To be sure, that Georgia district has a bigger GOP tilt than the first 30 or 40 seats that Democrats are targeting next year. The Ossoff campaign served up a rough formula for Democrats in those more fertile districts: match his winning share of independent voters, get almost 10 percent of GOP voters and then hope the base turns out enough to carry them to victory.
That’s no easy task, even with a historically unpopular president.
And Democrats have to do that while defending a dozen of their own districts that actually supported Trump. Rep. Cheri Bustos (D) won her western Illinois district by more than 20 percentage points, easily overcoming Trump’s narrow win there.
Bustos said the key in these Trump-leaning districts will be developing an agenda built around boosting wages to complete the sale with voters who are used to supporting Republicans, moving Democrats beyond the early anti-Trump focus.
“When I ask, what’s on your mind, tell me what you want me to know before I head back out to Washington, not one question or comment about impeachment, not one question or comment about Russia,” Bustos, who helped craft the “Better Deal” proposal, said.
So far, in addition to tough talk on trade, the “Better Deal” calls for regulations to make corporate mergers more difficult, for tougher enforcement to lower costs of prescription drugs and for increased job training.
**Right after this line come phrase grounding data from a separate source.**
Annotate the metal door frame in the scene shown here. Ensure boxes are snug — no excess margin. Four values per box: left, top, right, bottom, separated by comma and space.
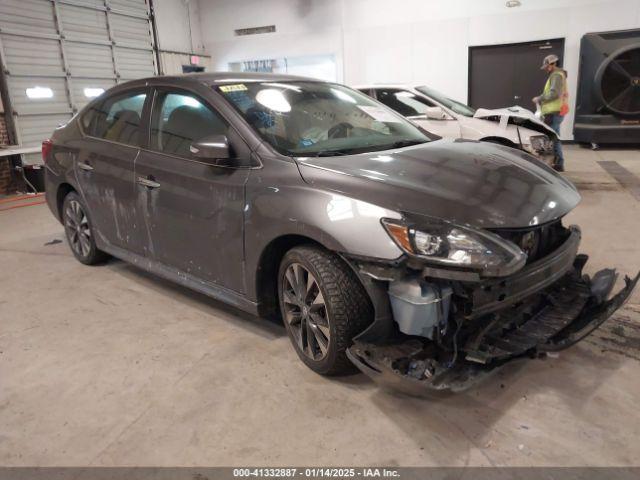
467, 38, 566, 107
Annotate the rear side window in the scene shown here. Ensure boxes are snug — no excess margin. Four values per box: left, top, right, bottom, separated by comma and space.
375, 89, 435, 117
81, 90, 147, 146
150, 91, 228, 158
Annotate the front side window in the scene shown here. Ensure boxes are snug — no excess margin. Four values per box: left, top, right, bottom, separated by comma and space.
217, 81, 431, 157
375, 89, 435, 117
82, 90, 147, 146
150, 91, 228, 158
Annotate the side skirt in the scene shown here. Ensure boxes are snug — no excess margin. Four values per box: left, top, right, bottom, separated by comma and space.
99, 243, 261, 317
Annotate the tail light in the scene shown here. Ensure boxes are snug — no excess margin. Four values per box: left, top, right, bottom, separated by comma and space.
42, 139, 53, 163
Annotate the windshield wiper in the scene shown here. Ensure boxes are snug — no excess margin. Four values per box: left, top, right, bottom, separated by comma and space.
309, 149, 352, 157
363, 139, 426, 152
388, 139, 425, 148
301, 140, 426, 157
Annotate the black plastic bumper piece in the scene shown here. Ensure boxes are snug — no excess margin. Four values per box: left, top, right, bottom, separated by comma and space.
469, 226, 581, 318
347, 268, 640, 394
347, 341, 505, 395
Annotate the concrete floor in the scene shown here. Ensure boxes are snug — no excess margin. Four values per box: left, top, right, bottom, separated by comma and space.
1, 145, 640, 467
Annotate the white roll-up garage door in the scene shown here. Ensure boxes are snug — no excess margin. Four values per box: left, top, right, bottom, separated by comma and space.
0, 0, 157, 164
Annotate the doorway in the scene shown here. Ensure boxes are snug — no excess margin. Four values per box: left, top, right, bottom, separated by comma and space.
468, 38, 565, 110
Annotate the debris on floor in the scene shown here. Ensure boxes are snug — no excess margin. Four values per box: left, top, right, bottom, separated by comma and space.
584, 306, 640, 361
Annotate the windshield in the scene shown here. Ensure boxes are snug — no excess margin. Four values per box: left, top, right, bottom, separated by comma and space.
217, 81, 431, 156
416, 86, 476, 117
375, 89, 435, 118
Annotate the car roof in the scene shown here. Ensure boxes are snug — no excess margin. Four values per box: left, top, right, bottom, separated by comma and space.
353, 84, 414, 90
121, 71, 323, 89
81, 72, 333, 112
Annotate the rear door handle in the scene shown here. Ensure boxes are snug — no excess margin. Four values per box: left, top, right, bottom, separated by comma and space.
78, 161, 93, 171
137, 176, 161, 189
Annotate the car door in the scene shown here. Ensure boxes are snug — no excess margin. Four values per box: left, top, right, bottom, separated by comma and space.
76, 88, 150, 253
373, 88, 462, 139
134, 88, 251, 294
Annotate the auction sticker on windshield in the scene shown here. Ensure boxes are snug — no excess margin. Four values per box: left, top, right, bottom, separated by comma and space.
219, 84, 248, 93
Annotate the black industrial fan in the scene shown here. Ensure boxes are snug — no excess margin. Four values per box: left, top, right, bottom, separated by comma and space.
597, 44, 640, 115
574, 29, 640, 146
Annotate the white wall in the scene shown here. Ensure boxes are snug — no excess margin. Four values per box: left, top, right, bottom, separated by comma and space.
198, 0, 345, 80
196, 0, 640, 139
154, 0, 206, 54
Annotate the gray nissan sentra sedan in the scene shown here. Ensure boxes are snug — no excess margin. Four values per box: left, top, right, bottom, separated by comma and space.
44, 72, 638, 393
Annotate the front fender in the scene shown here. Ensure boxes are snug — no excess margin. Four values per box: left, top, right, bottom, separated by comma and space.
252, 184, 402, 257
243, 157, 403, 301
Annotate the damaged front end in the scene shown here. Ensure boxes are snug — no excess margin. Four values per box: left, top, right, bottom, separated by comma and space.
346, 222, 639, 394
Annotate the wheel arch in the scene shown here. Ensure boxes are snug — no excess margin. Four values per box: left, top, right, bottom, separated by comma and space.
56, 182, 77, 220
255, 234, 327, 319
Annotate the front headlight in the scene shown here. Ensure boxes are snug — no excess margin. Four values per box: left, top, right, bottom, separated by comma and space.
382, 218, 526, 277
529, 135, 553, 153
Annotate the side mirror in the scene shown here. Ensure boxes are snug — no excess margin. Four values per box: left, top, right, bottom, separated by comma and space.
190, 134, 230, 163
425, 106, 448, 120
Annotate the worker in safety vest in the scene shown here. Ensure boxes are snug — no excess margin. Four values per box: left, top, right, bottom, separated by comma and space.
533, 54, 568, 172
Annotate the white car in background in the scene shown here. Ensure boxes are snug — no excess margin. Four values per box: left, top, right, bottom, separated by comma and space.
355, 84, 557, 165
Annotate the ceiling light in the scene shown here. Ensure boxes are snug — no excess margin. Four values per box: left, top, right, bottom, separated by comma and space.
506, 0, 522, 7
26, 86, 53, 99
83, 87, 105, 98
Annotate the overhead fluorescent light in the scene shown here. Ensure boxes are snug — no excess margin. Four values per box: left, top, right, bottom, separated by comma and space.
83, 87, 105, 98
26, 86, 53, 99
506, 0, 522, 7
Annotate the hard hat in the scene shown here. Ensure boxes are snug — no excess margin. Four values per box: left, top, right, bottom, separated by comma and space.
540, 54, 559, 69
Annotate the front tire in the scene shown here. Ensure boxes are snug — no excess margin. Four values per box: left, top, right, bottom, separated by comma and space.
62, 191, 109, 265
278, 245, 372, 375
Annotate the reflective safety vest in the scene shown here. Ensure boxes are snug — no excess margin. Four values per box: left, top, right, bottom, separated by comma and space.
541, 70, 566, 115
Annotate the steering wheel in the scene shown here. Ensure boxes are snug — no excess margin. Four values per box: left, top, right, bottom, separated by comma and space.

The agenda is anchored around better jobs and lower costs for consumers.
“This is the headline, the fine print will be the policies still to come,” Bustos said.
Anzalone said that Democrats in the top 30 or 40 most contested races should model their campaigns off Ossoff, who ran as a bipartisan problem solver who wanted more tech jobs in the district.
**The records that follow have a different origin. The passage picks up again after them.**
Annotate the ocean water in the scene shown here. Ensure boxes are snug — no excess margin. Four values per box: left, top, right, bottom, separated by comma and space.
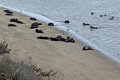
1, 0, 120, 63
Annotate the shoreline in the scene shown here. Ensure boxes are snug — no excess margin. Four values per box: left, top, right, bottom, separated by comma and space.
0, 6, 120, 80
0, 5, 120, 64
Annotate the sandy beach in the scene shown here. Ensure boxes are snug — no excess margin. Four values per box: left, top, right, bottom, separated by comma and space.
0, 7, 120, 80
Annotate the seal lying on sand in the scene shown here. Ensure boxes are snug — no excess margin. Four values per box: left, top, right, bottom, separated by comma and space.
83, 46, 94, 50
10, 18, 24, 24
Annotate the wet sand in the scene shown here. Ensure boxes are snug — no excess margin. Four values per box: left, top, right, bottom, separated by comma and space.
0, 7, 120, 80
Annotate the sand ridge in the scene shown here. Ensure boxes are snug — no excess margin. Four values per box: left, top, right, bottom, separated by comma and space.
0, 7, 120, 80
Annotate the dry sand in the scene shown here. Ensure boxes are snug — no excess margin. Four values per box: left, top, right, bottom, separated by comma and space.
0, 7, 120, 80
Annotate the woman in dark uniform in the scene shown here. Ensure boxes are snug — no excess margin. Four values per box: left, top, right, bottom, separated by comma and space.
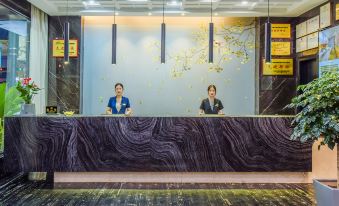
199, 85, 224, 115
106, 83, 132, 115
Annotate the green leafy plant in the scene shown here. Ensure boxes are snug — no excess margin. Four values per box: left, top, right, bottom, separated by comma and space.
0, 83, 5, 152
0, 83, 24, 152
286, 71, 339, 149
16, 78, 41, 104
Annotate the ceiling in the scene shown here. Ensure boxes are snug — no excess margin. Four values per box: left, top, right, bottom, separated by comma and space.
27, 0, 327, 17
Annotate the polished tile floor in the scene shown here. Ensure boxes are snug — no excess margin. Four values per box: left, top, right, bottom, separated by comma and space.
0, 174, 316, 206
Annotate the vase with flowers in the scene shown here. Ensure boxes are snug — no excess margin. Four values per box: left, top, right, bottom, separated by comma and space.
16, 78, 41, 115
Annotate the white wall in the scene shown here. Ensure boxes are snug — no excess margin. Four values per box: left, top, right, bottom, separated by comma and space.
83, 17, 256, 116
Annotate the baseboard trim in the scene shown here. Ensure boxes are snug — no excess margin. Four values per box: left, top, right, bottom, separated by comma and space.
55, 172, 311, 184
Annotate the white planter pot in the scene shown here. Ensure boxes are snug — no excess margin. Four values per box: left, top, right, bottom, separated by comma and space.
20, 104, 36, 115
313, 179, 339, 206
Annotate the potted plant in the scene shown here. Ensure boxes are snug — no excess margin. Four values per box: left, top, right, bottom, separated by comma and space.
286, 71, 339, 206
16, 78, 41, 115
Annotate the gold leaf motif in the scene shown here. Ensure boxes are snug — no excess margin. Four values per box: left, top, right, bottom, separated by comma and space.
148, 19, 255, 77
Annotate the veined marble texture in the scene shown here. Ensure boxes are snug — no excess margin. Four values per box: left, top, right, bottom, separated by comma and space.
4, 116, 311, 172
48, 16, 81, 114
259, 77, 297, 115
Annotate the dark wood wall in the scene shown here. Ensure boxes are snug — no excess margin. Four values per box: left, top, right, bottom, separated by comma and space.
258, 1, 335, 115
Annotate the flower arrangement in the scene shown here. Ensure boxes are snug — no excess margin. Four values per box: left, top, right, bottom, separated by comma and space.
16, 78, 41, 104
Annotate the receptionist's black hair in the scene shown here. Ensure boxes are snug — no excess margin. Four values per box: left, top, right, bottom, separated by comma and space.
207, 85, 216, 93
115, 83, 124, 89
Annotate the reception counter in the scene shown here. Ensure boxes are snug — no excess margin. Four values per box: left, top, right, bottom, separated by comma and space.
4, 116, 311, 173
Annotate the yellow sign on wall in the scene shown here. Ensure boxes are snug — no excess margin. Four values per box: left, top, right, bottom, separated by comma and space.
263, 59, 293, 75
336, 4, 339, 20
271, 42, 291, 56
271, 24, 291, 38
52, 39, 78, 57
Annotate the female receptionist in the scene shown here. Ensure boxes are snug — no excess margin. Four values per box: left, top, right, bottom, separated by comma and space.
199, 85, 224, 115
106, 83, 132, 115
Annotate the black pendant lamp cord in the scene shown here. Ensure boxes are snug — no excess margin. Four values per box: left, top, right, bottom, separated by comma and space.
210, 0, 212, 23
114, 4, 116, 24
267, 0, 270, 23
67, 0, 69, 22
64, 0, 68, 38
162, 0, 164, 23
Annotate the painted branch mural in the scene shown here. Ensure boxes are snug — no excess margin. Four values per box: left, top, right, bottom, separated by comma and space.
149, 20, 256, 78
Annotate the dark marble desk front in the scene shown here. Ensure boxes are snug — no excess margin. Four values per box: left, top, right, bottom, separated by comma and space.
4, 116, 311, 172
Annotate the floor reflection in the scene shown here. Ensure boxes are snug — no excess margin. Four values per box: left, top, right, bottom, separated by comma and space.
0, 174, 315, 206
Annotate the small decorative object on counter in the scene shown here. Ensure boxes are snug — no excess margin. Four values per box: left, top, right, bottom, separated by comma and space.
63, 111, 75, 116
46, 106, 58, 114
16, 77, 41, 115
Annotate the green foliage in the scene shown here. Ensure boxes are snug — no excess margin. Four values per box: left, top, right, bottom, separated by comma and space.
5, 85, 24, 116
286, 71, 339, 150
16, 78, 41, 104
0, 83, 5, 152
0, 83, 24, 152
0, 83, 5, 118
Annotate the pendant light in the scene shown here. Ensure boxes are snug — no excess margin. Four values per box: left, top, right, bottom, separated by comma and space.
264, 0, 271, 63
161, 0, 166, 64
64, 0, 70, 63
208, 0, 213, 64
112, 4, 117, 64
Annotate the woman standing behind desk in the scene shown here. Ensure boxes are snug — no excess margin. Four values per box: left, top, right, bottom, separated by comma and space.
106, 83, 132, 115
199, 85, 224, 115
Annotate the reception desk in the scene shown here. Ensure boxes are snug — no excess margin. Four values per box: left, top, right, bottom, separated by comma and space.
4, 116, 311, 173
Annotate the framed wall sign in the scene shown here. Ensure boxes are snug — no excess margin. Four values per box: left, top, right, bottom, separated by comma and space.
271, 42, 291, 56
307, 32, 319, 50
263, 58, 293, 75
306, 16, 319, 34
52, 39, 79, 57
296, 22, 307, 38
271, 24, 291, 38
320, 3, 331, 29
296, 37, 307, 53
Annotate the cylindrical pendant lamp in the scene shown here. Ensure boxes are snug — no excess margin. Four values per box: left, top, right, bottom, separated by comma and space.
64, 22, 70, 63
112, 23, 117, 64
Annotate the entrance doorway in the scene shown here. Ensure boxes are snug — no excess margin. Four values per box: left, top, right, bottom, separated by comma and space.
299, 58, 318, 85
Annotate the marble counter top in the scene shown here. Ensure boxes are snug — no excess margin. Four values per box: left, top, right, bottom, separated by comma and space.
9, 114, 295, 118
4, 116, 311, 172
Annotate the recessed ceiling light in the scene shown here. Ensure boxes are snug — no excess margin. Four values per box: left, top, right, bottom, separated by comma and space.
152, 10, 188, 14
241, 1, 248, 5
200, 0, 220, 2
214, 13, 218, 16
115, 12, 119, 15
80, 9, 113, 13
82, 1, 101, 6
127, 0, 148, 2
167, 1, 182, 6
148, 12, 152, 16
181, 12, 185, 16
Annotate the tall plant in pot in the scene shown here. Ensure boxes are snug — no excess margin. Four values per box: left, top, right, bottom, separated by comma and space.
16, 78, 41, 115
286, 71, 339, 205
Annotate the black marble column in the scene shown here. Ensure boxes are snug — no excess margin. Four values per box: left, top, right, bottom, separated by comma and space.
258, 17, 297, 115
48, 16, 81, 114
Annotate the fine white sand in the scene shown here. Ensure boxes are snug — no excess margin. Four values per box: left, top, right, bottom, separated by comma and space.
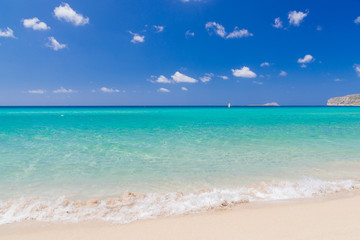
1, 195, 360, 240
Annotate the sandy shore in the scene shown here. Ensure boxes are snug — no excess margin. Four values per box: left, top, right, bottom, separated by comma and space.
1, 195, 360, 240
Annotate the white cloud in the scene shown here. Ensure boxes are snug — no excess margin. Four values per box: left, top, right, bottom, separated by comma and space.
151, 73, 198, 84
297, 54, 314, 67
232, 67, 257, 78
273, 17, 283, 28
0, 27, 15, 38
279, 70, 288, 76
46, 37, 66, 51
171, 71, 198, 83
253, 81, 263, 85
226, 27, 253, 39
206, 22, 252, 39
288, 10, 309, 26
200, 73, 214, 83
185, 30, 195, 37
205, 22, 226, 38
181, 87, 188, 91
28, 89, 46, 94
218, 75, 228, 80
298, 54, 314, 63
23, 17, 50, 31
129, 31, 145, 43
153, 25, 164, 33
53, 87, 76, 94
54, 3, 89, 26
100, 87, 120, 93
354, 16, 360, 24
153, 75, 172, 84
158, 87, 170, 93
263, 102, 280, 106
354, 64, 360, 77
260, 62, 270, 67
316, 25, 322, 31
181, 0, 203, 2
334, 78, 343, 82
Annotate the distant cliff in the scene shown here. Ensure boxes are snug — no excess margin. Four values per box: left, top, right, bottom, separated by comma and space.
327, 94, 360, 106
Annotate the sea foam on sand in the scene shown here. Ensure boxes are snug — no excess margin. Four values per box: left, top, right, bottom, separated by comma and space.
1, 177, 359, 225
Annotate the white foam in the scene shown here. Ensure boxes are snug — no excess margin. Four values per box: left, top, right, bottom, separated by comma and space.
1, 177, 359, 225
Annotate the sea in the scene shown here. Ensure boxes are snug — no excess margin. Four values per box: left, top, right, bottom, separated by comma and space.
1, 106, 360, 224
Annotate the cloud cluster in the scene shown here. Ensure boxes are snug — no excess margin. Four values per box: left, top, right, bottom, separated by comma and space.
232, 67, 257, 78
200, 73, 214, 83
27, 87, 79, 94
100, 87, 120, 93
205, 22, 226, 38
46, 37, 66, 51
129, 31, 145, 43
129, 25, 164, 43
279, 70, 287, 76
181, 0, 203, 2
158, 87, 170, 93
23, 17, 50, 31
288, 10, 309, 26
17, 3, 88, 51
8, 3, 360, 97
226, 27, 253, 39
0, 27, 15, 38
28, 87, 123, 94
54, 3, 89, 26
205, 22, 253, 39
218, 75, 229, 80
172, 71, 198, 83
274, 10, 308, 29
252, 80, 263, 85
151, 72, 199, 88
152, 75, 172, 84
185, 30, 195, 37
297, 54, 314, 67
151, 71, 230, 92
153, 25, 164, 33
273, 17, 283, 28
354, 64, 360, 77
354, 16, 360, 24
28, 89, 46, 94
28, 88, 126, 95
53, 87, 76, 93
If those Democrats replicate Ossoff’s edge among independents, they will win because these districts have fewer regular Republican voters than the one in Georgia, Anzalone said in an interview Tuesday.
“If you turn those independents, you’ll get enough Republicans, because you’re on message,” he said.
But some liberals found Ossoff’s campaign to be too bland and have been pushing Schumer and House Minority Leader Nancy Pelosi (D-Calif.) to advocate more generous policies such as the free college proposal from Sen. Bernie Sanders (I-Vt.).
That proposal, along with Sanders’s push for a national health-care system for all, were left out of the early agenda items.
Some liberal Democrats claim they are winning the early tug of war, by shunting aside political consultants whose only worry is campaign fallout.
“What has failed in the past is to reverse-engineer public policy from a poll, and we didn’t do that this time,” said Sen. Brian Schatz (D-Hawaii).
The anti-merger policy is in line with what Sanders supports and the crackdown on prescription drug prices is not easy for Democrats from Mid-Atlantic states with a heavy pharmaceutical industry presence. “It didn’t look like last night’s dinner put back in the microwave,” Schatz said.
That scares some Democratic strategists, who predict that Trump’s presidency is its own guarantee to turn out liberal voters. They believe the economic agenda should appeal to those Democrats who supported Trump.
Sens. Claire McCaskill (D-Mo.) and Jon Tester (D-Mont.), facing reelection in states where Trump won by almost 20 percentage points, both cited a pending “Better Deal” proposal for a massive program to promote broadband technology in rural communities as the sort of platform they will discuss in their races.
But each senator made clear they might stray from the “Better Deal” orthodoxy in their states.
“I’m not offended at anything that is contained in there,” McCaskill said. “I may not join the huzzah for all the national Democratic branding. But at least we’re moving toward the stuff that really matters.”